I love that you're reluctant to tell this girl about her snoring problem because "you've only been seeing each other for a few weeks" but you've already gone on a trip together and slept in the same bed because a tarot reading prophesied it. Lesbians really are living an altogether richer experience than gay men, huh? This one guy and I have been circling around each other over text for two months now and tomorrow we are "getting lunch." I want to die.
Speaking of cultural differences, SA, one time I went over to this guy's house for a casual Grindr hookup. I was going to refer to him as "a doctor" here to enrich the narrative, but I don't even think he was a doctor. I think he just worked, like... tangential to medicine somehow. But the point is, I lied down on his bed, all sexy like, and he immediately said, "Oh, you have sleep apnea." Because of the way I was breathing, I guess. Hot.
It could very well be the case that your new fling has sleep apnea and she should probably be told sooner rather than later, so my advice would be to just put it out there: "Hey, so I've noticed you have trouble breathing at night. Have you looked into it? Sleep apnea can be dangerous, and I care about you so I wanted to bring it to your attention."
Or you could just do what Not-a-Doctor-Guy did with me: say, "You have it," and start kissing me in the face while I contemplate my mortality and mentally start shopping for CPAP machines on Amazon. They're not cheap, by the way! Guess it will just have to cost me several hundred dollars to breathe at night! Makes sense. Life is so good and I love living it.
Also, lucky for you, "I have a snoring partner" is well-trodden ground in cis-het advice columnist world. They've got a head start on pretty much everything, so at times I will defer to their trove of wisdom. Let's see what we've got here. OK, here'sWomen's Health on "How I Got My Husband to Stop Snoring." Oh, wow.
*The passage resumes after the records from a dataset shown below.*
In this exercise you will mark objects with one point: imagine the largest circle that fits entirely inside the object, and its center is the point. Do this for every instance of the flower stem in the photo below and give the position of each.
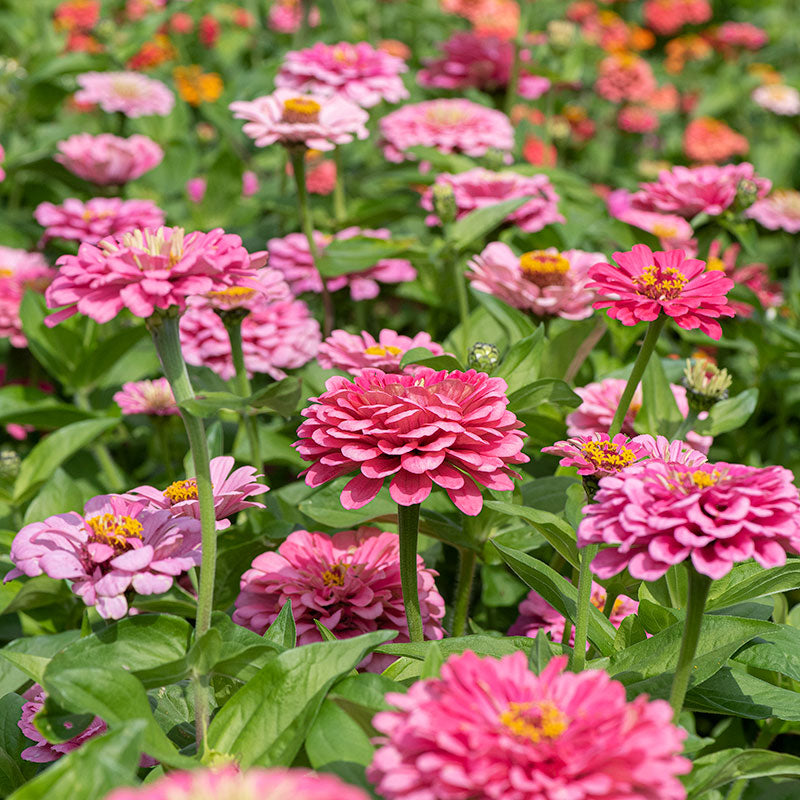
(695, 605)
(407, 528)
(164, 330)
(648, 345)
(298, 158)
(466, 574)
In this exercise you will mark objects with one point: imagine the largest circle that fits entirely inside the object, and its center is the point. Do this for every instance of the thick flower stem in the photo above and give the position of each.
(466, 574)
(167, 343)
(298, 158)
(407, 528)
(648, 345)
(695, 605)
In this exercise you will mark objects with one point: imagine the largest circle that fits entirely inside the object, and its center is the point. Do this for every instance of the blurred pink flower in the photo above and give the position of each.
(544, 282)
(358, 72)
(133, 94)
(449, 428)
(451, 126)
(109, 160)
(349, 582)
(96, 219)
(492, 728)
(291, 118)
(116, 544)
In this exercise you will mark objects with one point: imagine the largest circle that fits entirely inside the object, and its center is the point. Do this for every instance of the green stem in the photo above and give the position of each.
(167, 343)
(407, 529)
(466, 574)
(648, 345)
(298, 158)
(695, 605)
(584, 600)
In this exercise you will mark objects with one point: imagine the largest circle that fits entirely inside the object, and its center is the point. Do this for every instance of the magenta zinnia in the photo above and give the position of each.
(452, 429)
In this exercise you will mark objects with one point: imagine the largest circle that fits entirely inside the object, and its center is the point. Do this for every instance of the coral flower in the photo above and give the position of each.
(645, 284)
(133, 94)
(451, 126)
(314, 120)
(660, 514)
(478, 188)
(107, 159)
(145, 270)
(545, 282)
(116, 544)
(490, 728)
(448, 428)
(355, 353)
(358, 72)
(231, 492)
(350, 582)
(96, 219)
(154, 398)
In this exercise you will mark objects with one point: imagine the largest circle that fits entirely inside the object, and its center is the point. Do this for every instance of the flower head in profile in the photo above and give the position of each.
(661, 513)
(350, 582)
(354, 353)
(452, 429)
(547, 283)
(646, 284)
(492, 728)
(231, 490)
(295, 118)
(115, 545)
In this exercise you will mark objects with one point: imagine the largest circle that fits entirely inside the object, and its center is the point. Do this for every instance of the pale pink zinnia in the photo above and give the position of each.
(96, 219)
(108, 160)
(478, 188)
(358, 72)
(452, 429)
(450, 125)
(349, 582)
(311, 119)
(145, 270)
(491, 728)
(133, 94)
(717, 514)
(116, 544)
(354, 353)
(548, 283)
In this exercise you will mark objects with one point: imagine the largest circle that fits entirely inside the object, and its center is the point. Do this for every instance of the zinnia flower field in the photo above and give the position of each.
(399, 400)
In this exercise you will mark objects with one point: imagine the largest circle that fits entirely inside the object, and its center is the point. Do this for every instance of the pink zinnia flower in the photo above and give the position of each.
(545, 282)
(19, 271)
(275, 337)
(646, 284)
(478, 188)
(357, 72)
(448, 428)
(350, 582)
(291, 255)
(229, 783)
(107, 159)
(132, 93)
(231, 492)
(354, 353)
(778, 212)
(314, 120)
(451, 126)
(147, 397)
(116, 544)
(661, 513)
(492, 728)
(96, 219)
(145, 270)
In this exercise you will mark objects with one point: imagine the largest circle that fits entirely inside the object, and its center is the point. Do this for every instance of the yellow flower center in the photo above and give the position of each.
(543, 268)
(534, 721)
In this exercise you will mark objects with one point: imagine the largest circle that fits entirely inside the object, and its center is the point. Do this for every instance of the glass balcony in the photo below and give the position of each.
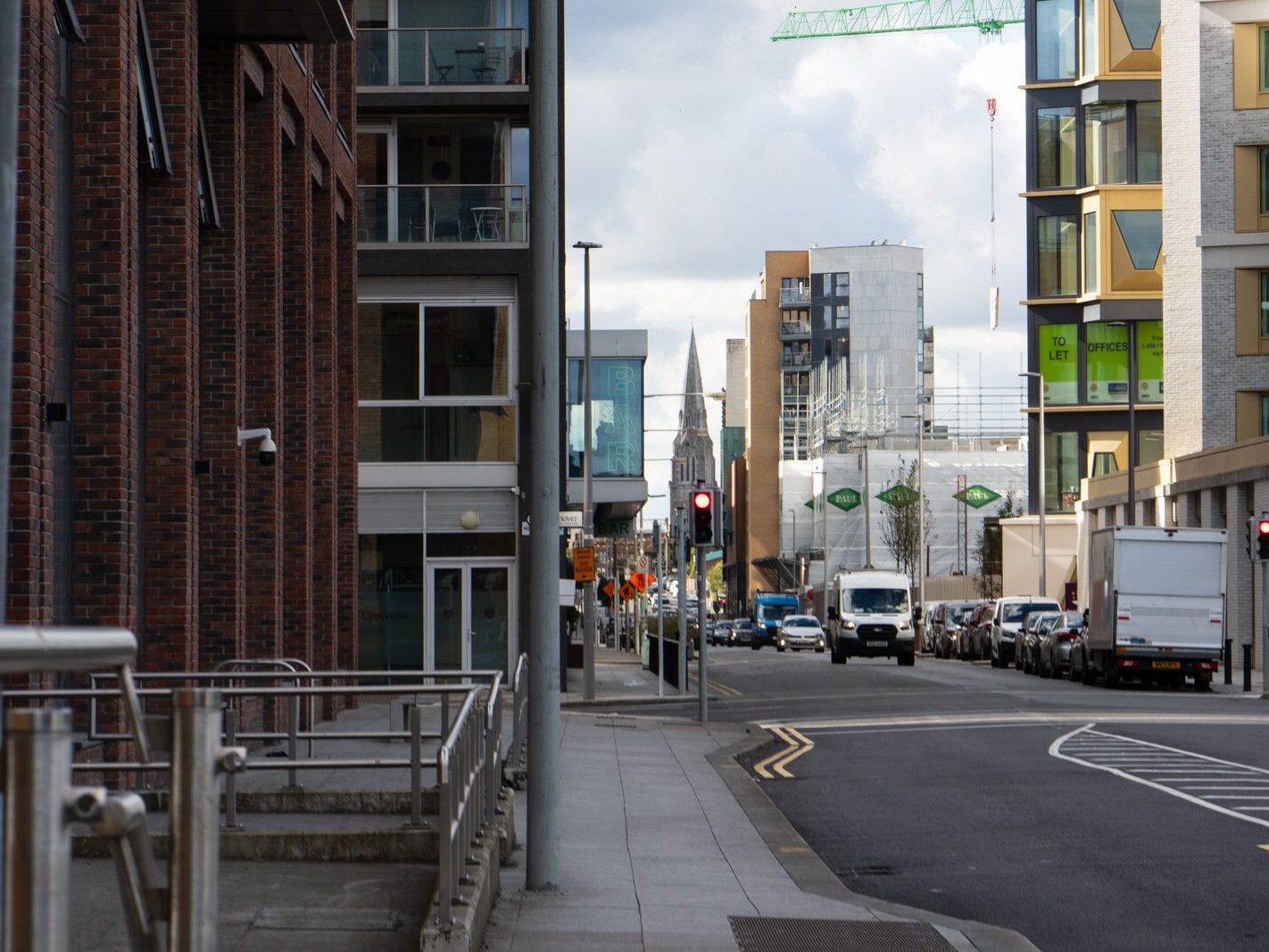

They're suggesting wearing a pocket tee backwards with a tennis ball in the pocket to keep them from sleeping on their backs. Sounds fake, but OK. Here's the National Sleep Foundation, which sounds legit. God, I'm so helpful. Look at me.
Well, SA, it looks like we solved yet another case here at !Hola Papi!. Your partner (new flame? Road trip buddy? Friends with benefits?) may or may not have sleep apnea, but bringing it up is a safer option for her and, most importantly, constitutes an action item for me to give you so I can roll over in bed and beg the Old Gods to take my pounding brain out of my skull, put it in an ice bath for two months, and give it back to me in a state where I will never have another migraine ever again.